Sophie est perdue… et je dois dire que moi aussi…

Perdue dans la vallée par Vinandy-Schmit

Je m’appelle Sophie. Je collectionne les histoires en tous genres : les histoires gaies et les histoires tristes, les histoires simples et les histoires compliquées… Je m’assois toujours sur ce banc vert. Je serais heureuse de lire votre histoire.

Sophie, dix-neuf ans, vient de terminer ses études secondaires. La suite ? Elle ne la connaît pas. Elle ne sait pas quoi faire, elle a le vague à l’âme. Elle erre dans la vallée, se réfugie sur un banc, toujours le même, et essaie d’entrer en contact avec les gens à l’aide de ses écrits. 

Sur le papier, Perdue dans la vallée avait tout pour me plaire. À commencer par Sophie, notre protagoniste. Les personnages perdus et brisés sont importants pour moi. Je me suis reconnue en Sophie, de par sa façon d’errer, de ne pas savoir quoi faire… Mais je ne me suis pas vraiment attachée à elle. Je ne comprenais pas toujours ses rêves et hallucinations et, surtout, le roman manque, selon moi, d’émotions. Peu de passages m’ont fait ressentir quoi que ce soit. 

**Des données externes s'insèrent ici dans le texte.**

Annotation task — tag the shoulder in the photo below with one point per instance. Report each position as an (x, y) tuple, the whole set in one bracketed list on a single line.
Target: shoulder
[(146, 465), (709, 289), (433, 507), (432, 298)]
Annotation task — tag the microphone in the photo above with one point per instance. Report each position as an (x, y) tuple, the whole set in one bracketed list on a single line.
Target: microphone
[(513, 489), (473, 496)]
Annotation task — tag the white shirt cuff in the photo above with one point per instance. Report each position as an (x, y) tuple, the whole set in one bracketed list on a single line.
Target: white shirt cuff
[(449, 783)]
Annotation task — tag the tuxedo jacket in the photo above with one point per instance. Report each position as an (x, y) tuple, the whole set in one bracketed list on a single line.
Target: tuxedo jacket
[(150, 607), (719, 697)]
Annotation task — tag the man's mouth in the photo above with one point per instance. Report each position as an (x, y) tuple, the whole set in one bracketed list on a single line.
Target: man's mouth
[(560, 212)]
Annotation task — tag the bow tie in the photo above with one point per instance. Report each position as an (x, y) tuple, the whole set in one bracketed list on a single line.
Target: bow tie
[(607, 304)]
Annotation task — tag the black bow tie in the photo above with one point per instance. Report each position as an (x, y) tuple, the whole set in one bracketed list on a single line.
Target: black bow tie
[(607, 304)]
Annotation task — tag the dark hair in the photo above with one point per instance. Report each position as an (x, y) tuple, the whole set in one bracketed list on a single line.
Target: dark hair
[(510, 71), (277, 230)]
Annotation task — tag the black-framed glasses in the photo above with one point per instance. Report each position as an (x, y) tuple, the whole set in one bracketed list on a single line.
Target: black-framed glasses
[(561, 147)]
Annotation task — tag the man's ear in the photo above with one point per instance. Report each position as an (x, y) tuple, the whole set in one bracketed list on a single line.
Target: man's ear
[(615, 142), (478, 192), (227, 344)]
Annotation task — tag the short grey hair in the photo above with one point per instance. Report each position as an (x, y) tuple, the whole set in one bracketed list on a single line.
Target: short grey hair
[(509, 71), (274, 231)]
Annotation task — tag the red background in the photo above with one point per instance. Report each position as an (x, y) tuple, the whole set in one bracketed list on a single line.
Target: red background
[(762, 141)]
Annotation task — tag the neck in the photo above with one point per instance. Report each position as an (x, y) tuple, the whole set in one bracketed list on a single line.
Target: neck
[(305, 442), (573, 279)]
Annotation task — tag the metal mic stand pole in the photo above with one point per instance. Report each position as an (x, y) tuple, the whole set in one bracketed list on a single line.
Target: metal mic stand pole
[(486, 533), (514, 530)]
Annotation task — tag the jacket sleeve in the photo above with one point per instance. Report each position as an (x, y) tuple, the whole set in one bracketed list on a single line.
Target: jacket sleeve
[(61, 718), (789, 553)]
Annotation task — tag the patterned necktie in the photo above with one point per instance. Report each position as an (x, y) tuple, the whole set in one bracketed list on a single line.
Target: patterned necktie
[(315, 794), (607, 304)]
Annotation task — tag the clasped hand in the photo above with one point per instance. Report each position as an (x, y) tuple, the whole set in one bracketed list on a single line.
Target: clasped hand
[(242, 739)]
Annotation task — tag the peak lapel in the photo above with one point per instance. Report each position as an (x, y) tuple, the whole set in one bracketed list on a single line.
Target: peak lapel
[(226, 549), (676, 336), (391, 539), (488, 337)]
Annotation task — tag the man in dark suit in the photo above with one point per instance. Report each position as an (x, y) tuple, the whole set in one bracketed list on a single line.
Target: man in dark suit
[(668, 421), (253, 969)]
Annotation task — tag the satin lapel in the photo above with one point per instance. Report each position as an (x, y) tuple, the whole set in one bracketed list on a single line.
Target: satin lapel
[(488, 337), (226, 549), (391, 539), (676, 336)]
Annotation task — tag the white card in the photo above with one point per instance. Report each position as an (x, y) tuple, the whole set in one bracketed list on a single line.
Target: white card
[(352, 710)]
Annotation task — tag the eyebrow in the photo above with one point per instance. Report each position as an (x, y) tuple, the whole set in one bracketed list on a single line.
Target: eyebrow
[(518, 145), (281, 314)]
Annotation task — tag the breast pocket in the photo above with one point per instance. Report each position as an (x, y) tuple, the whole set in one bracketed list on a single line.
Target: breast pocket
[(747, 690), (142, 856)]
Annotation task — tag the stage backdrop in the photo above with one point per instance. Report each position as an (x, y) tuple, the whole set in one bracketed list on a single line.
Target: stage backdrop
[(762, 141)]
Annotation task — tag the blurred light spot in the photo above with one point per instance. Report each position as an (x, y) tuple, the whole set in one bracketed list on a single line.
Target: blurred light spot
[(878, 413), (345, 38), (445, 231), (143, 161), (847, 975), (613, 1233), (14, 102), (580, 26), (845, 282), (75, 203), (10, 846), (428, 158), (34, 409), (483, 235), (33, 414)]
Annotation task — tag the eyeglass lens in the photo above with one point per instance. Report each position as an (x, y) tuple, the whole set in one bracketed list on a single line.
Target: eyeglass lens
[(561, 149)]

Malgré le nombre restreint de pages, il ne se passe pas grand-chose dans le roman. Étant donné le manque d’émotions, j’aurais aimé que cela soit compensé par quelque chose… Peu de révélations sont faites, même si quelques événements de la vie de Sophie sont racontés, nous permettant de mieux la comprendre et de nous questionner. Effectivement, une question posée par ce roman concerne le lien entre passé et présent. Plus précisément encore : souffrons-nous du passé de nos ancêtres, de nos parents ? Allons-nous reproduire certains passages de leur vie ? Je trouve ce sujet très intéressant. Il n’est pas plus exploité que cela dans le livre, mais les questions sont bonnes. 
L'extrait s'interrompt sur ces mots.